The bill, which is co-sponsored by leaders of multiple relevant House committees, was also applauded by other advocacy organizations, including the Center for American Progress, Earthjustice, Environment America, Greenpeace USA, League of Conservation Voters, National Ocean Protection Coalition, National Resources Defense Council (NRDC), Ocean Conservancy, Surfrider Foundation, and Urban Ocean Lab.

Fact sheet can be found here: https://docs.google.com/document/d/14RcP2DdZZoTCQjDKcmwc5nmiYDz-tXdYy72eI8HmOZo/edit

To view the one hour press conference, click here: https://www.facebook.com/NRDems/videos/730669721130757/

The bill text can be found here:

My view: I have not read the 300+ page bill yet, but others involved in commercial fishing have. In short, this would be a nightmare for the domestic commercial fishing industry. Elections have consequences!

God bless, Jerry





ASMFC South Atlantic Board Approves Atlantic Cobia Addendum I



The Atlantic States Marine Fisheries Commission’s South Atlantic States/Federal Fisheries Management Board approved Addendum I to Amendment 1 to the Interstate Fishery Management Plan for Atlantic Migratory Group Cobia. The Addendum modifies: (1) the allocation of the resource between the commercial and recreational sectors, (2) the methodology to calculate the commercial trigger for in-season closures; and (3) and commercial and recreational de minimis measures.


The Addendum changes the allocation of the resource between the recreational and commercial fisheries from 92% and 8% respectively to and 96% and 4% respectively. The change was primarily based on new recreational catch estimates that resulted from changes in survey methodology by the Marine Recreational Information Program.

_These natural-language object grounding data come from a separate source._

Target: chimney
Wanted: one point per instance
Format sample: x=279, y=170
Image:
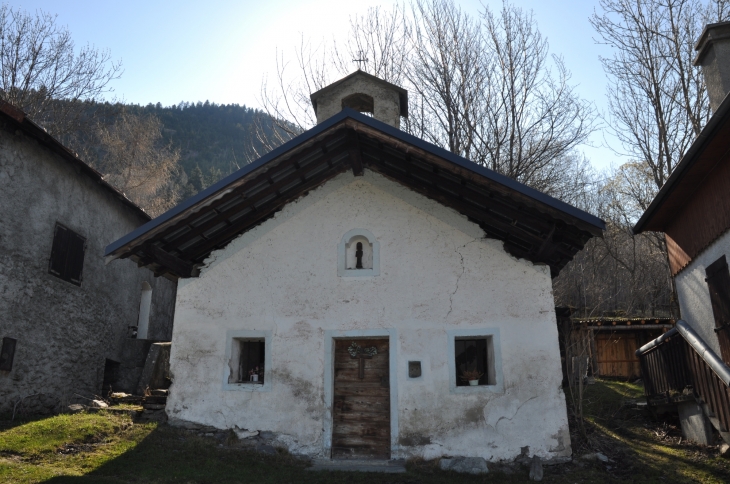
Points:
x=713, y=54
x=362, y=92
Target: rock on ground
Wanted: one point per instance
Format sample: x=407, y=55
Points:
x=465, y=465
x=725, y=451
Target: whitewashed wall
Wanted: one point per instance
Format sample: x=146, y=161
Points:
x=437, y=273
x=694, y=296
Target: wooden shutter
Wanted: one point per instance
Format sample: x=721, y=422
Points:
x=57, y=264
x=67, y=255
x=718, y=282
x=75, y=258
x=7, y=353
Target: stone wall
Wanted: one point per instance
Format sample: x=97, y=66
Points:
x=437, y=274
x=65, y=333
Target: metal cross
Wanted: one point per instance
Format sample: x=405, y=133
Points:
x=360, y=61
x=362, y=354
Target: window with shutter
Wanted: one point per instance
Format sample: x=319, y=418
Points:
x=67, y=255
x=718, y=283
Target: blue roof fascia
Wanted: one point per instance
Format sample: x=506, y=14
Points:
x=373, y=123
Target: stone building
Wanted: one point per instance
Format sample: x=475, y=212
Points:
x=693, y=206
x=338, y=292
x=65, y=316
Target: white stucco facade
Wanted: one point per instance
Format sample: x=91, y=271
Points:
x=438, y=278
x=694, y=296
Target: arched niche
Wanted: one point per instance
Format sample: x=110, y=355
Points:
x=359, y=102
x=358, y=254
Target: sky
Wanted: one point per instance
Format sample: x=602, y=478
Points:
x=221, y=50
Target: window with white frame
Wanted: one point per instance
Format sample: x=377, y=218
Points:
x=475, y=362
x=249, y=358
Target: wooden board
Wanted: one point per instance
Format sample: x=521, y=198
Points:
x=616, y=355
x=361, y=406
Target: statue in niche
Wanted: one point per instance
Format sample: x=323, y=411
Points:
x=358, y=256
x=359, y=253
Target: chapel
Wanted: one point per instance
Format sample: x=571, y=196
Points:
x=361, y=293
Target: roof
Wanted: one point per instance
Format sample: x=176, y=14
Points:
x=689, y=174
x=402, y=93
x=532, y=225
x=16, y=120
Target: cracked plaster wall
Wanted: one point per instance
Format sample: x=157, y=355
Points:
x=438, y=272
x=66, y=332
x=694, y=295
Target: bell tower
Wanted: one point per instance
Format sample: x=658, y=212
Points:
x=362, y=92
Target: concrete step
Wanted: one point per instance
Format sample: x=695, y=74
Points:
x=359, y=465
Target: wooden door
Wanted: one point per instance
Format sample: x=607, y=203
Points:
x=361, y=406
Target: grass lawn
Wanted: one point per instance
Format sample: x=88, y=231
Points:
x=111, y=448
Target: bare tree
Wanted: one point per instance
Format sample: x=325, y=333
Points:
x=484, y=88
x=135, y=160
x=657, y=101
x=620, y=274
x=40, y=65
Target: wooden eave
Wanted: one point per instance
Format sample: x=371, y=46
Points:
x=617, y=324
x=532, y=225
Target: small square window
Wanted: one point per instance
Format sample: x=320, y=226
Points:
x=251, y=357
x=473, y=357
x=248, y=354
x=475, y=361
x=67, y=255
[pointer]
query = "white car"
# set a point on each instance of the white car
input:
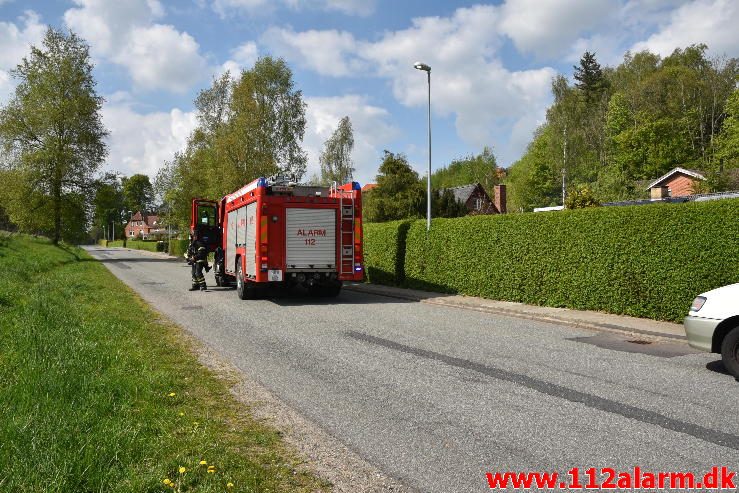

The new catch estimates were, on average, about two times higher than previously estimated, impacting the allocation between the two sectors. In considering the new allocation percentages, the Board took into account the increase in the recreational catch and the harvest levels of the commercial fishery in recent years. The new commercial allocation allows the fishery to operate at its current level with some room for landings to increase as the stock range expands further north.


The Addendum also modifies the calculation of the commercial trigger, which determines when an in-season coastwide commercial closure occurs. The approved trigger is set up to provide states with enough time to close the fishery via their administrative processes without exceeding the quota.


Changes to de minimis measures, which are applied to states with relatively small commercial or recreational harvest, include adjusting the commercial allocation set aside and recreational regulations. For de minimis measures, the Addendum establishes a commercial de minimis set aside of 4% of the commercial quota with a maximum cap of 5,000 pounds to account for potential landings in de minimis states not tracked in-season against the quota. States that are de minimis for their recreational fisheries may choose to match the recreational management measures implemented by an adjacent non-de minimis state (or the nearest non-de minimis state if none are adjacent), or limit its recreational fishery to 1 fish per vessel per trip with a minimum size of 33 inches fork length (or an equivalent total length of 37 inches).